Falmouth fell into the final category on Saturday and won the Class A boys’ basketball championship in a breeze, 59-28, over Oceanside of Rockland.

Four Yachtsmen scored in double figures, but Falmouth (18-4) hoisted its sixth Gold Ball and first in ‘A’ by flexing its defensive muscles.

Oceanside (16-6) scored three points in the first quarter, eight in the half and shot 21.7 percent in its first finals appearance as a consolidated school.

“We played great defense all tournament long,” Falmouth coach Dave Halligan said. “Our first game against Westbrook, I think they had two points in the first quarter, and against Brunswick we gave up two in the first quarter. We came out tonight with a good first quarter here, and it set the tone for us and boosted our confidence.”

Maine Mr. Basketball finalist Thomas Coyne led Falmouth with 16 points, five rebounds and four assists. His brother, Colin, a junior, added 11 points.

Falmouth made Oceanside pay for its rapt attention to the talented backcourt brethren with big days from its big men. Matt Wulbrecht scored 14 points. Sam Skop provided 10 along with three blocked shots in the opening quarter.

“They’ve come a long way,” Thomas Coyne said. “If people are going to key on me and Colin, we trust our big guys to make plays. They did that throughout the tournament.”

Thomas Coyne finished his career the way he started it as a freshman. Falmouth captured the Class B title in 2013.

The Mariners shattered the Class A North record for most 3-pointers in the regional tournament at Augusta Civic Center. In the unfamiliar CIA setting, they hit only one until the third quarter and went 5-for-20 overall.

Riley Sprague topped Oceanside with six points. Keenan Hendricks, Sam Atwood and Nate Raye each added five.

It was the lowest team point total in a Class A final since Millinocket mustered 23 in 1950.

“I think that might have been of our greatest defensive games,” Skop said. “We watched a lot of film on them to learn about their offense, and I think we executed perfectly.”

Falmouth answered Hendricks’ NBA-range bomb with 11 consecutive points to cap the first quarter with a 15-3 lead.

Colin Coyne christened the march with a 3-pointer. One of Skop’s swats set up a Thomas Coyne feed to Wulbrecht for an easy bucket.

“They were a very good five seed. They beat Hampden,” Colin Coyne said. “We knew that having a hot start was crucial to win this game.
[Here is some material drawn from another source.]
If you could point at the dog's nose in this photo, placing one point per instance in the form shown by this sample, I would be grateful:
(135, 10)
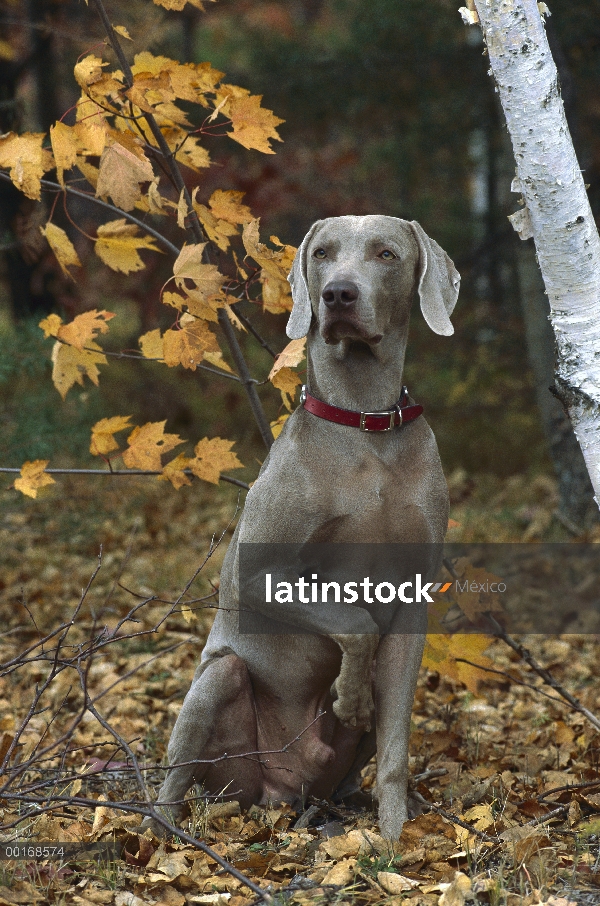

We started hot, they didn’t start so hot, and we just took advantage of it.”

Raye was the only Mariner to score in the second quarter.

Even without much offensive success of its own, Falmouth extended the halftime lead to 23-8 on a short jumper by Sean Walsh, a Skop 3-point play and a backdoor layup for Thomas Coyne courtesy of his brother.

The Coynes combined for nine points in the decisive half. Skop scored eight.

“That’s the way it’s been through all the tournament,” Halligan said. “If they’re going to take something away, we’re going to make them pay, and we did. We shared the ball, got it to the open man, and good things happened for us.”